I befriended a girl named Fone. She’s about 39 and her father (and mother) who live out in the country (hour and a half bus ride) is 69. Fone has an interesting story. She is a travel guide in that she works for a number of agencies in a free-lance capacity and speaks fairly good English. In her 20s she was betrothed to a man for 2 years that ended up marrying a 16 year old. She found out by others in the village telling her because he wanted the multiple wives thing. Yeah, no.

Fone says she was near suicide when her mother begged her not to and the reason is not because Buddha would disapprove. Apparently Buddha is OK with suicide. (geez!) Her mother said it would disgrace the family since she was the oldest daughter. So Fone began weaving up a storm and taking her goods to market. With the proceeds of each arm’s full of cloth, she purchased more materials and sold more goods. Finally she had enough money to go to school to learn communist history and English.

Because she always wanted to be a tour guide, you ask? No. Because it’s her way of meeting European men to potentially marry and leave the country. In fact, she’s been communicating with a German who pays for the Internet in her bamboo home, a iPhone so they can Face Time and plane tickets to meet him in Chaing Mai. She has yet to go to Germany but that is supposedly in the future when Jinz (the 52 year old German with an earring in both ears and 1 leg from a birth defect) can secure her a Visa which is apparently hard to do.

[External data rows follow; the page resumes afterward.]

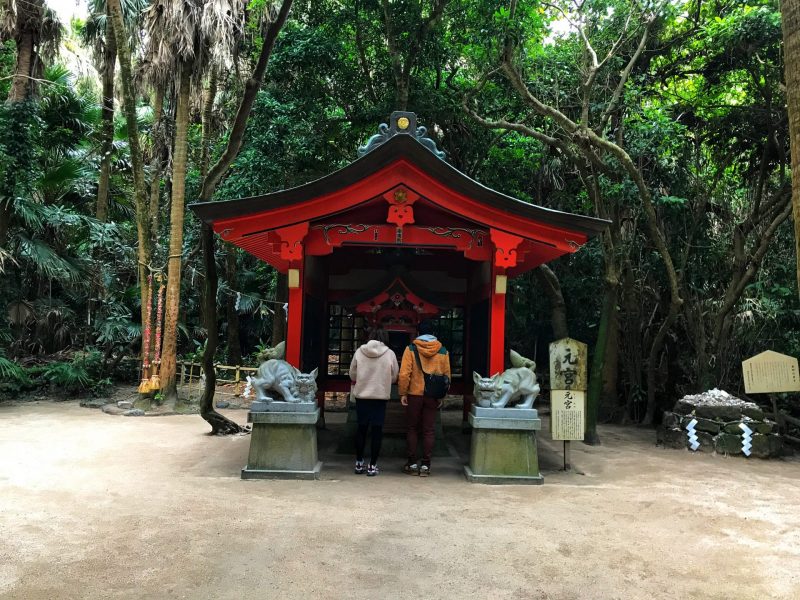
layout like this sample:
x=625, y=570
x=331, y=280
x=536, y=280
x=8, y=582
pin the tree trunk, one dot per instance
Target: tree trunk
x=208, y=106
x=26, y=56
x=20, y=86
x=156, y=164
x=598, y=360
x=207, y=188
x=790, y=10
x=220, y=425
x=608, y=396
x=234, y=345
x=558, y=308
x=126, y=78
x=172, y=304
x=279, y=318
x=107, y=126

We are sharing a ride to the airport today as I make my way to Cambodia and she makes her way to see her German in Chaing Mai where they will rendezvous for a week. He has already bought the rings (matching silver bands that set him back 1,200 euro) which he has sent her a picture along with a bottle of cheap champaign. They have seen each other in person once before and she says she insisted he secure 2 hotel rooms. Further, she says, he has yet to touch her other than a hand shake.

By Fone’s account, he is an administrator at a hospital and works for the government (a perk in Fone’s eyes who believes a government job is nothing short of nirvana). Jinz said he makes 2,500 euro a month but is going for a better job (aren’t they all?)

I know that’s a little off the beaten track from my travel log, but it provides color. Fone and I will stay in touch and I will let you know how this goes. She let me read his texts and he seems nice (for a guy looking for a mail order bride) and professes his love in every line. His story is that German girls don’t want him because of the 1-leg thing. OK. And he originally told Fone that he was really looking for a Vietnamese, but that she was so beautiful he was drawn to her (a Lau). OK – back to my epiphany.

And of course, now I’m running out of time because I need to catch Vietnam Air to Cambodia.

In a nutshell, I visited a grand palace that was built smack dab in the middle of the Vietnam War (which also, and quite heavily, included Laos). Like the band playing as the Titanic sank, the president (who looked more Chinese than Lau) was building his palatial (by Lau standards) castle. I was appalled. And so I now understood. If you are Lau and have been inundated by war, more war and then more war, you have a king who is concerned about his castle more than the horrific poverty of his people… then you have the stinking communists who seem to offer a better package (bait and switch), I see how they would be persuaded into the lion’s den. As I said, the Lau had 2 choices and they needed three. Capitalism without the king.